À ses cris, Hatteras et Bell se relevèrent vivement, et se heurtèrent à leur tour ; ils étaient dans une obscurité profonde.

– Nous allons être écrasés ! dit le docteur ; au dehors ! au dehors !

Et tous les trois, traînant Simpson à travers l’ouverture, ils quittèrent cette dangereuse retraite ; il était temps, car les blocs de glace, mal assujettis, s’effondrèrent avec fracas.
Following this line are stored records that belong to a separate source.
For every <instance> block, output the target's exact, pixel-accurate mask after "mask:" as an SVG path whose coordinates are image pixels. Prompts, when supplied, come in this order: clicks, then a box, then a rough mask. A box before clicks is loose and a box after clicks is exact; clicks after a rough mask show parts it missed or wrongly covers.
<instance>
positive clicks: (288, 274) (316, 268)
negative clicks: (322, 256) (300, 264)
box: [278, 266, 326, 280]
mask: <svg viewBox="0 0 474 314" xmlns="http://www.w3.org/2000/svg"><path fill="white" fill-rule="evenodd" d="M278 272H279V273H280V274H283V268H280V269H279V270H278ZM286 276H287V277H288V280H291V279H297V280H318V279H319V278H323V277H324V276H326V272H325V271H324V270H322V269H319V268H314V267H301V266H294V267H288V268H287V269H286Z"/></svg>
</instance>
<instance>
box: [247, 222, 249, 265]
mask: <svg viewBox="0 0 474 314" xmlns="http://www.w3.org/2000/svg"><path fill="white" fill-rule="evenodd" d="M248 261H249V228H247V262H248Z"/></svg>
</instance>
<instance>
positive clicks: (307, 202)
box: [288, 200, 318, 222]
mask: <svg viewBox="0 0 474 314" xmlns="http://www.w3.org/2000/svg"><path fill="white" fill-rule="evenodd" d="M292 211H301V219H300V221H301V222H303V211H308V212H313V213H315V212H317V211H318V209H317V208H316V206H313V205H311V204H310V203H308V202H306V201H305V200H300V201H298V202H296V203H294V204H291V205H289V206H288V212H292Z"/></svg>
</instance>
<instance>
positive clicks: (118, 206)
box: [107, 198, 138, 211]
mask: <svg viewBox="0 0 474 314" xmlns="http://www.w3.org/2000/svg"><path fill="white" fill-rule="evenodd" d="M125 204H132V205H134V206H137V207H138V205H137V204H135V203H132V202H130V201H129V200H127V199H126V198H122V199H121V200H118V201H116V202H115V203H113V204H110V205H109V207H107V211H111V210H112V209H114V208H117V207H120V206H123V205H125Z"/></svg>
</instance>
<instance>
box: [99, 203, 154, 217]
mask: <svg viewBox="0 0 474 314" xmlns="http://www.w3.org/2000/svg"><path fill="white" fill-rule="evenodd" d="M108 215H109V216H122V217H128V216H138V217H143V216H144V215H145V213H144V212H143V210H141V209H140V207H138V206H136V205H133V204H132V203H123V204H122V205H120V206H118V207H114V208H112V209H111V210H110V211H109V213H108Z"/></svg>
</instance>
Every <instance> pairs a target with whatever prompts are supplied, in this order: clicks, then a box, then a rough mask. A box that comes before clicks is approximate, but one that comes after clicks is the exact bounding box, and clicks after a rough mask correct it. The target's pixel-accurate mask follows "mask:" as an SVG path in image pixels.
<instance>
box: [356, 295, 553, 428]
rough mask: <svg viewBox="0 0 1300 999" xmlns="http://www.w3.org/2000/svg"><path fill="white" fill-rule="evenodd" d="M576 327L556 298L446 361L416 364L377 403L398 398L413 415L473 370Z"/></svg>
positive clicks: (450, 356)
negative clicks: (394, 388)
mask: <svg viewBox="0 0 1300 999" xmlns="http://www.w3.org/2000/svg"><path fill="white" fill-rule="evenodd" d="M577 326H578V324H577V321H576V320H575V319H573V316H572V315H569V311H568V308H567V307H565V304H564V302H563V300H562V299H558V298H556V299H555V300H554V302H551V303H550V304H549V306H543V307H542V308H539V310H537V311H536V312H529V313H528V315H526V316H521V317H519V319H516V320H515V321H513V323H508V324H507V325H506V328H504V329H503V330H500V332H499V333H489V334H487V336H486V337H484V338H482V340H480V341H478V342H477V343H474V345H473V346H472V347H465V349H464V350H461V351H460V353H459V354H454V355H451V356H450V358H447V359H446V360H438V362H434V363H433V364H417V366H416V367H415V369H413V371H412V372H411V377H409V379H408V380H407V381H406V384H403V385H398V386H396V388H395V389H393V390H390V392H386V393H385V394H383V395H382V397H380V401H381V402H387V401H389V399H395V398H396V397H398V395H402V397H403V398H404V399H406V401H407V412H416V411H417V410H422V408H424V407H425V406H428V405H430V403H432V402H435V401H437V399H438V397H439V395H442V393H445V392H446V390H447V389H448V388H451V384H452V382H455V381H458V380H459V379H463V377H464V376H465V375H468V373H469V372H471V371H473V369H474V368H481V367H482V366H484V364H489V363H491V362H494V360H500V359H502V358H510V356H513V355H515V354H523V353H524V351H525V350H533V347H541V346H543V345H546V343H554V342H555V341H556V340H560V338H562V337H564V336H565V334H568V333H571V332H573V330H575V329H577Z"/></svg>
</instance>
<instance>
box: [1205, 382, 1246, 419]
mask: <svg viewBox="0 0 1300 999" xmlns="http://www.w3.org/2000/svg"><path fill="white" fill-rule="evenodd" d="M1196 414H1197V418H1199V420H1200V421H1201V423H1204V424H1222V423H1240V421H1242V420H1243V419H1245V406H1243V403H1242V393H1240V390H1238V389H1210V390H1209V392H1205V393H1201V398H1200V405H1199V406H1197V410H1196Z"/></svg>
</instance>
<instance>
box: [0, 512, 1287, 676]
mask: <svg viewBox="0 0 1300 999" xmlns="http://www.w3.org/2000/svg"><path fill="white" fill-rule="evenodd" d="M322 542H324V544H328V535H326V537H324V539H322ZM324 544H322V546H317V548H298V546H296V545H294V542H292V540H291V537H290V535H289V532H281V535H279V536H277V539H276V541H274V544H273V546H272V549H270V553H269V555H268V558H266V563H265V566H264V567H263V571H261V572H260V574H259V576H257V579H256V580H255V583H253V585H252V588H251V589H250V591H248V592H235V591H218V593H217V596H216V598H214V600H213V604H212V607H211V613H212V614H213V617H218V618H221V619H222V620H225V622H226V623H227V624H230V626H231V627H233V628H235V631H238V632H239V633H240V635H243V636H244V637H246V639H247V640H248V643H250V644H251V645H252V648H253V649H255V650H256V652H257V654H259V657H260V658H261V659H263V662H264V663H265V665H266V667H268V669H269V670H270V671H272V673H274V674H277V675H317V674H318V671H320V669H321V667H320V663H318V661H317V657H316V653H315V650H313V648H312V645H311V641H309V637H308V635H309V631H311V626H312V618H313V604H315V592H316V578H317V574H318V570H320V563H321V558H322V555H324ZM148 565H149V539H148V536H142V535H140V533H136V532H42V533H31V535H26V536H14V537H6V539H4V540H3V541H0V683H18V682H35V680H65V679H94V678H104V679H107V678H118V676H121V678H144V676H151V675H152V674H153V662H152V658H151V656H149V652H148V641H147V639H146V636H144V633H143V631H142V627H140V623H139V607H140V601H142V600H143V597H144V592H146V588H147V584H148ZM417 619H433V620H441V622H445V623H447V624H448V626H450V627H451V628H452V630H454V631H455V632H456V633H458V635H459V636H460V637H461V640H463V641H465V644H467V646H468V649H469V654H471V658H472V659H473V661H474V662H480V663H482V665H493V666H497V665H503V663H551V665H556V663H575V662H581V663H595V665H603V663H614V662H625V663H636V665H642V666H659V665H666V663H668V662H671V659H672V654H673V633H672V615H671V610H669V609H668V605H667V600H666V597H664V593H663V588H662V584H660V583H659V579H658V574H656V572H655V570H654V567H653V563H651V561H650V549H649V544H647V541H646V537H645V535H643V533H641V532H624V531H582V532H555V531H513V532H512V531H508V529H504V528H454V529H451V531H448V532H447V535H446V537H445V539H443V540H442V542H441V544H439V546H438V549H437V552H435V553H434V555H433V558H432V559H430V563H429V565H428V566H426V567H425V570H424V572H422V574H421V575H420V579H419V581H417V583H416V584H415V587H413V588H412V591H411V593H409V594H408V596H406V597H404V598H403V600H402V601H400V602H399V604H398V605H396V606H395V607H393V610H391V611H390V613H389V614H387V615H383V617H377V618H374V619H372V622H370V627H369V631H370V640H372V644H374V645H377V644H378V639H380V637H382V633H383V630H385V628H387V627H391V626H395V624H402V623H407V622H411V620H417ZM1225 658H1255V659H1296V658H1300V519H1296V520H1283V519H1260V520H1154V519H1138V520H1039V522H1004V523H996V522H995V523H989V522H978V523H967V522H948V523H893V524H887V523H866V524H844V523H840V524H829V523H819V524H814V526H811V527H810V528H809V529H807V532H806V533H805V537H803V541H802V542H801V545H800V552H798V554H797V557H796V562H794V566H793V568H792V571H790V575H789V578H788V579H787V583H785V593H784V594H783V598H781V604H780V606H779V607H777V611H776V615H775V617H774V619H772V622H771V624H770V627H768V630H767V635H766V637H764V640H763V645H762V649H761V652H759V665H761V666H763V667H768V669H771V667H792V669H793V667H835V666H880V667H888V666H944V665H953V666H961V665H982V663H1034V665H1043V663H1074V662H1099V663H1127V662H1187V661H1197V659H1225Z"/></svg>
Les infortunés se trouvaient alors sans abri au milieu de la tempête, saisis par un froid d’une rigueur extrême. Hatteras se hâta de dresser la tente ; on ne put la maintenir contre la violence de l’ouragan, et il fallut s’abriter sous les plis de la toile, qui fut bientôt chargée d’une couche épaisse de neige ; mais au moins cette neige, empêchant la chaleur de rayonner au dehors, préserva les voyageurs du danger d’être gelés vivants.

Les rafales ne cessèrent pas avant le lendemain ; en attelant les chiens insuffisamment nourris, Bell s’aperçut que trois d’entre eux avaient commencé à ronger leurs courroies de cuir ; deux paraissaient fort malades et ne pouvaient aller loin.

Cependant, la caravane reprit sa marche tant bien que mal ; il restait encore soixante milles à franchir avant d’atteindre le point indiqué.

Le 26, Bell, qui allait en avant, appela tout à coup ses compagnons. Ceux-ci accoururent, et il leur montra d’un air stupéfait un fusil appuyé sur un glaçon.

– Un fusil ! s’écria le docteur.

Hatteras le prit ; il était en bon état et chargé.

– Les hommes du Porpoise ne peuvent être loin, dit le docteur.

Hatteras, en examinant l’arme, remarqua qu’elle était d’origine américaine ; ses mains se crispèrent sur le canon glacé.

– En route ! en route ! dit-il d’une voix sourde.